Two courts in California issued decisions on May 26, 2011, on the legal sufficiency of complaints alleging false and deceptive advertising. In both cases, plaintiffs sued on behalf of consumer classes under California’s consumer protection laws. And that’s where the similarity ends.
In the first case, the plaintiff sued in state court, alleging that the defendant used the image of a green drop of water on the label of Fiji bottled water to suggest that the products were environmentally superior to the defendant’s competitors. Hill v. Roll Int’l Corp., No. A128698, --- Cal.App.4th --- (Ct. App. May 26, 2011). The plaintiff contended instead that Fiji bottled water products “cause as much, if not more, environmental damage” as the water sold by Fiji’s competitors. Plaintiff asserted false advertising claims under California’s Unfair Competition Law, False Advertising Law and Consumers Legal Remedies Act, as well as a claim for common law fraud. The trial court dismissed an amended complaint (“sustained a demurrer,” in California parlance) and denied further leave to amend. The California Court of Appeal issued a precedential decision affirming the dismissal. The court confirmed the principle that assessment of false advertising under California consumer protection laws begins and ends with the “reasonable consumer” standard. Most significantly, the court underscored that the application of the standard is a legal question that a court may resolve on the pleadings. Under the test enunciated in Hill, a plaintiff must allege facts demonstrating that consumers acting reasonably under the circumstances likely would be deceived. As the court reasoned, “the standard is not a least sophisticated consumer . . . [n]or . . . the unwary consumer.” In what appears to be a subtle recognition of the lawyer-driven nature of many recent false advertising class actions, the court observed: “It follows, in these days of inevitable and readily available Internet criticism and suspicion of virtually any corporate enterprise, that a reasonable consumer also does not include one who is overly suspicious.” Applying this standard, the court concluded that a reasonable consumer would not likely think that the green drop on Fiji water bottles means that the product had been endorsed as environmentally superior. The court therefore rejected as legally insufficient and irrelevant the plaintiff’s say-so that she had been deceived, ultimately holding that a false advertising lawsuit can and should be thrown out at the pleading stage when the specific representations alleged in the complaint would not likely deceive a reasonable consumer.
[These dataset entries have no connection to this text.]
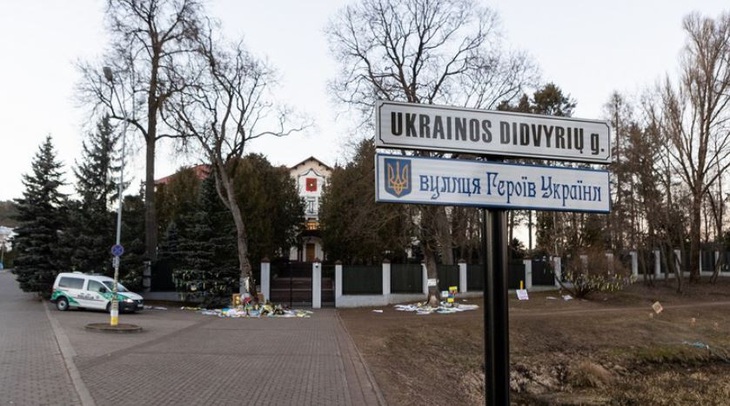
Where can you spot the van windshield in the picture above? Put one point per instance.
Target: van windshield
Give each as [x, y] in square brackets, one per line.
[120, 287]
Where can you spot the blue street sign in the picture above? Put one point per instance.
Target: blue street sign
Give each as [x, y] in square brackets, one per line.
[117, 250]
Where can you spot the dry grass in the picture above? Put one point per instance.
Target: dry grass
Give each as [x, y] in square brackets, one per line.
[613, 349]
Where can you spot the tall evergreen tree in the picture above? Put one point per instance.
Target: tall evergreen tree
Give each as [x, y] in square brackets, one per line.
[40, 214]
[202, 245]
[91, 230]
[270, 206]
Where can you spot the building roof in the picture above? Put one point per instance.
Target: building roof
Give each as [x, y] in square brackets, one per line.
[311, 158]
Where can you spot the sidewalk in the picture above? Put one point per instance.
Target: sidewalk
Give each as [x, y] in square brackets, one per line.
[184, 358]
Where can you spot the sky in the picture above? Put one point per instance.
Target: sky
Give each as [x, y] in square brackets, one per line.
[587, 48]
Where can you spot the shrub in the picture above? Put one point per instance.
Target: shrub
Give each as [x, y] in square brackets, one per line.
[593, 271]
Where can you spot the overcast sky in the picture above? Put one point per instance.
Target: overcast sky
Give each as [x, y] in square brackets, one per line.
[587, 48]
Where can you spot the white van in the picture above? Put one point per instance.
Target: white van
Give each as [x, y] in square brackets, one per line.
[79, 290]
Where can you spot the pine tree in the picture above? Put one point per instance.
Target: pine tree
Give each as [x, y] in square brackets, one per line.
[203, 244]
[91, 223]
[41, 217]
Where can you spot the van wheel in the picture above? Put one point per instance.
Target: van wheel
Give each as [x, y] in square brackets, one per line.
[62, 304]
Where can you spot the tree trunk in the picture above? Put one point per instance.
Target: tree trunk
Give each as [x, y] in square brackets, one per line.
[429, 242]
[694, 246]
[150, 213]
[226, 192]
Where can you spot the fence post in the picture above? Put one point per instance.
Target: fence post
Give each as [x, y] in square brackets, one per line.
[609, 259]
[462, 276]
[386, 277]
[558, 270]
[678, 262]
[266, 278]
[424, 279]
[338, 281]
[528, 273]
[316, 284]
[634, 264]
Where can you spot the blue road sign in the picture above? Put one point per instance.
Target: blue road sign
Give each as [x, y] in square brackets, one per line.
[117, 250]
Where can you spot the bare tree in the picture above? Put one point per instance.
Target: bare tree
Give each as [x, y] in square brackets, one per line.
[148, 38]
[431, 52]
[220, 112]
[696, 112]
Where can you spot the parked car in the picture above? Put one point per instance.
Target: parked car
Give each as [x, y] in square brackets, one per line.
[79, 290]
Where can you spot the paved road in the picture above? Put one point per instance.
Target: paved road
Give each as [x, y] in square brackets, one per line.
[181, 357]
[32, 368]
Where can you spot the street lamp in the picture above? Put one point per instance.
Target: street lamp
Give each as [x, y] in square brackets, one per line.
[117, 248]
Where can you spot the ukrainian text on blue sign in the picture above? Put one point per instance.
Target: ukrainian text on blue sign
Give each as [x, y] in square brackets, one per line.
[490, 184]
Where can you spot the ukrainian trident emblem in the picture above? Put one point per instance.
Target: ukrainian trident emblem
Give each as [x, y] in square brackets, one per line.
[397, 176]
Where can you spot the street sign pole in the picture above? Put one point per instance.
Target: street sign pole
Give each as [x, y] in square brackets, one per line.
[496, 312]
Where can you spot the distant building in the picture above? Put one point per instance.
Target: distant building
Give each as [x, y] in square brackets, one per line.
[201, 172]
[310, 176]
[6, 234]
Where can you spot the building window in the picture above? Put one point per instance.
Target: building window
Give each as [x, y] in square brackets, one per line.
[311, 206]
[311, 185]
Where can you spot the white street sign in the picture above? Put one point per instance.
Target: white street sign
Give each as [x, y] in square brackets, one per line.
[487, 132]
[418, 180]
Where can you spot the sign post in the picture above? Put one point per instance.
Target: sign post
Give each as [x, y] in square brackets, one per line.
[493, 186]
[117, 251]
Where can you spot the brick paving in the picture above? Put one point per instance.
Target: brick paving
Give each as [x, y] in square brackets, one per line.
[32, 368]
[184, 358]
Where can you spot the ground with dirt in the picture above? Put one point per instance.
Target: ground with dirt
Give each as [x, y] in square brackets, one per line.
[613, 349]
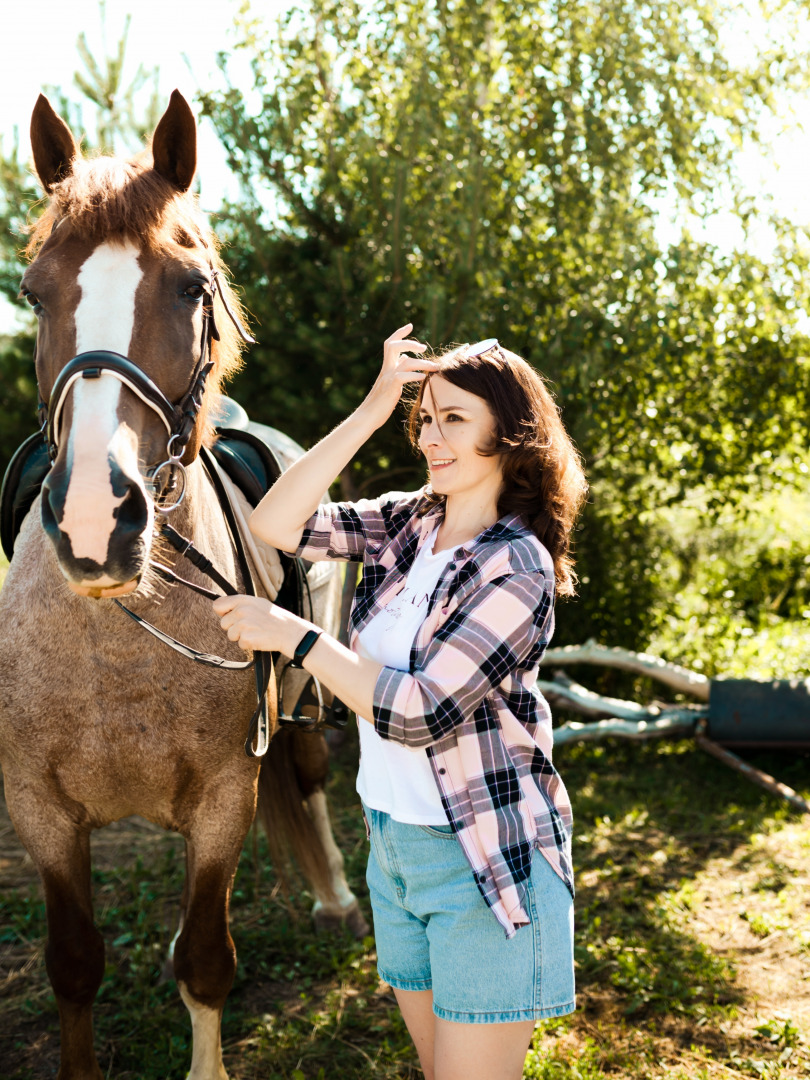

The state court’s decision in Hill contrasts sharply with a decision issued on the same date by the federal court for the Northern District of California. Astiana v. Ben & Jerry’s Homemade, Inc., No. C10-4387 (N.D. Cal. May 26, 2011). In Astiana, plaintiffs are suing over the use of the phrase “All Natural” on the packaging of ice cream products, alleging that the products contain ingredients that are not natural. The court found the allegations to be legally sufficient at the pleading stage largely because the false advertising theory articulated by the complaint was based on specific facts alleged about the advertising at issue. Unlike the court’s analysis in Hill, the Astiana court held that, on a motion to dismiss, it would not analyze and assess whether a reasonable consumer likely would be deceived on the basis of the specific facts alleged in the complaint, even though the Astiana court specifically recognized that defendant’s “argument regarding the implausibility of the claim that plaintiffs (including the class) were deceived is somewhat persuasive.”
The conflicting decisions in Hill and Astiana reflect an ongoing debate among courts in California—a hotbed of false advertising litigation relating to food and beverage products—over whether and under what circumstances such lawsuits may be dismissed at the pleading stage.